First, what does this mean for your tennis game? In order for the racket to contact the ball with maximum power and in the correct position for both serves and ground strokes, your upper back needs to move well in both of those directions. Restrictions in thoracic mobility can lead to decreased power and an increased risk of injury to the lower back, neck and shoulder. The thoracic spine is directly connected to the cervical spine and lumbar spine. It has associations with the scapula which affects your shoulder mobility as well. Therefore, by taking care of your thoracic spine, you can indirectly affect the areas above and below it.


Assess your thoracic rotation with our movement challenge!

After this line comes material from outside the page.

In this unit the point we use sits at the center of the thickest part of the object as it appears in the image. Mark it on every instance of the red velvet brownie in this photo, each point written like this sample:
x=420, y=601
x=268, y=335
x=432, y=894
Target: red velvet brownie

Thoracic Movement Challenge

Place a dowel/pole across the front of your chest and cross arms over chest to secure it. Sit in a doorway with legs touching the wall. Rotate to the right, then to the left. Does the dowel touch the door jam on each side? Is your rotation symmetrical?



Try the following exercises to address any impairments you find!

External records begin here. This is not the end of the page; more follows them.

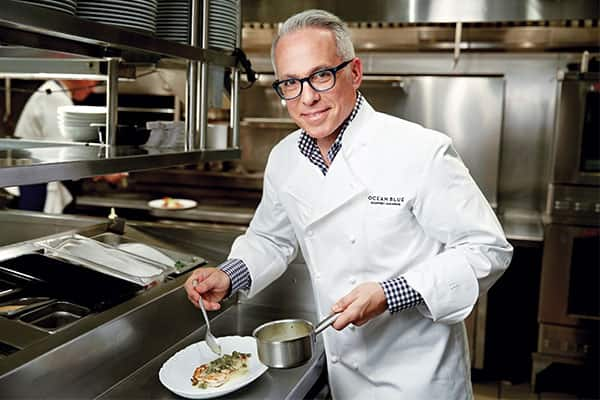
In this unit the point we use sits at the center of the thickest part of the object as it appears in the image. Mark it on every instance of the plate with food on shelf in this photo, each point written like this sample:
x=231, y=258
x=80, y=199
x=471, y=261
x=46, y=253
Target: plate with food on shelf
x=197, y=373
x=170, y=203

Thoracic Extension in Kneeling (10 reps)

Start in kneeling position with elbows on bench. Sit hips back towards heel to lock out lumbar spine. Now arch upper back as you drive chest towards the floor.

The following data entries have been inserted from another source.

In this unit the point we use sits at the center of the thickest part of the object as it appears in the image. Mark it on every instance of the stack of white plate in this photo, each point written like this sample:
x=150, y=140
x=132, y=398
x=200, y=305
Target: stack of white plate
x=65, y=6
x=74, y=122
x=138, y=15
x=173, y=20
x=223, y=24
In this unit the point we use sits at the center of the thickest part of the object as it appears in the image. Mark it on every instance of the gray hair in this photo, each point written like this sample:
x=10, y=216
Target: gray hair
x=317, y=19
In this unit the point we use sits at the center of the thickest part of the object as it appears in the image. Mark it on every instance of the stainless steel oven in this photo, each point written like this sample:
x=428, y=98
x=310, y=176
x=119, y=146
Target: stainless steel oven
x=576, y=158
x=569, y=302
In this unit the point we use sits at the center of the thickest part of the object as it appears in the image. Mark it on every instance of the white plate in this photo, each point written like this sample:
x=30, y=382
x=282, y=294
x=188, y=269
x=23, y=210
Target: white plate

Half-Kneeling Rotation at Wall (10 reps)

Kneel with bent leg stabilized against wall. Rotate one arm open to reach the wall behind you without moving hips. Return to start position.



Assisted Rotation/Flexion w/ Resistance (10 reps)

Anchor resistance band. Start in kneeling position with band in the hand furthest away from fixed anchor. Move away from anchor until you feel tension in band. Allow resistance to pull you into flexed rotation as the arm reaches under and across body. Hold stretch then return to start position.



Thoracic Extension on Foam Roller/Weighted (3 reps/segment)

Keep hips on the floor as you hinge over the foam roller. Reach arms up overhead and try to touch floor arching from upper back. Add a weight in your hand to intensify the stretch.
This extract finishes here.